What made me think to blog today? Lucy. The main time when I blogged was during her NICU time. This is how friends & family kept up with her , knew how to pray ,& gave us encouragement . 4 1/2 years later I thought I was pretty well past any emotions. I haven't cried nor felt guilty in a long time. I still have a little voice in the back of my head sometimes that wants to worry about when she starts school , or that wonders about her when she plays by herself. But one of my biggest worries during those 8 weeks in the NICU was kids making fun of her . If we came out on the other side with disabilities or deformities or weaknesses, I knew that kids would be mean. I felt guilt then-- even before I had seen her-- that none of it was her fault. It was my body that failed. The thought of her getting hurt because of me , killed my heart.
But she's perfect! No more delays. She's on the charts. But she, as a cute 4 year old , made a comment Saturday morning. And I cried. And I've cried again because of it .
She couldn't get her shirt over her head. You wouldn't recognize it, mainly because her sister has a MELON, but her head is very long and from front to back is long also.
She came to me with her shirt stuck on her head and yelled ," My shirt is stuck!
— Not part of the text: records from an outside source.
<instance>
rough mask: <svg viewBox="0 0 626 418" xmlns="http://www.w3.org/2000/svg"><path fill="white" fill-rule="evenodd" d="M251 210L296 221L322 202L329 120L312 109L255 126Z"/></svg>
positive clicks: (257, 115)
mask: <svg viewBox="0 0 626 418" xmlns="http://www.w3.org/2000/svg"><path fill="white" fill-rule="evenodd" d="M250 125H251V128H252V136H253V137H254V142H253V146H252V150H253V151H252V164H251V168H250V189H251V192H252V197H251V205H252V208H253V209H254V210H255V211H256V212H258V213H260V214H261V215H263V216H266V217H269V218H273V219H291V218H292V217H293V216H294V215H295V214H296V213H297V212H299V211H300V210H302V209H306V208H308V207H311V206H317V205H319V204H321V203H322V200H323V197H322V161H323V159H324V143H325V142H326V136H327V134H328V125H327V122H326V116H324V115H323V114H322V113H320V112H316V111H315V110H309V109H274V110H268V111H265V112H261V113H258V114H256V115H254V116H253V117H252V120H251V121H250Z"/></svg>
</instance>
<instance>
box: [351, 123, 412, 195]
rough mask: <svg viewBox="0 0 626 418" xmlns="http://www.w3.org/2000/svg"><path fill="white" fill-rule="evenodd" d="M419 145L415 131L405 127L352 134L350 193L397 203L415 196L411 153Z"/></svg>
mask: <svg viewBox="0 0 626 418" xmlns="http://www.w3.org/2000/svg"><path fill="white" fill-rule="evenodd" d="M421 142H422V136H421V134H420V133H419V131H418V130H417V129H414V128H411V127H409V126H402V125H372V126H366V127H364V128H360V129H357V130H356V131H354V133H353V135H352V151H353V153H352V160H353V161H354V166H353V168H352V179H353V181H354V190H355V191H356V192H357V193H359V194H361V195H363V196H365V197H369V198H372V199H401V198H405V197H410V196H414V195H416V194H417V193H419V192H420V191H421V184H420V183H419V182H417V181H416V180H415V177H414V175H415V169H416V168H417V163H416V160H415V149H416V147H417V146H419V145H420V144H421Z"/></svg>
MY HEAD IS AS BIG AS A PUMPKIN! It's LIKE AN OVAL!!" I should have just laughed . But I cried and got upset,& all the emotions of kids making fun of her because of something she had no choice or control over came back. I know I'll be fine. And I know she will be fine . But I had a minute of NICU reminders . I'm so glad that we are 4.5 years past all that. I'm so glad that we can still help others in the NICU with hope and love. Lucy is still amazing, and we are so thankful for that!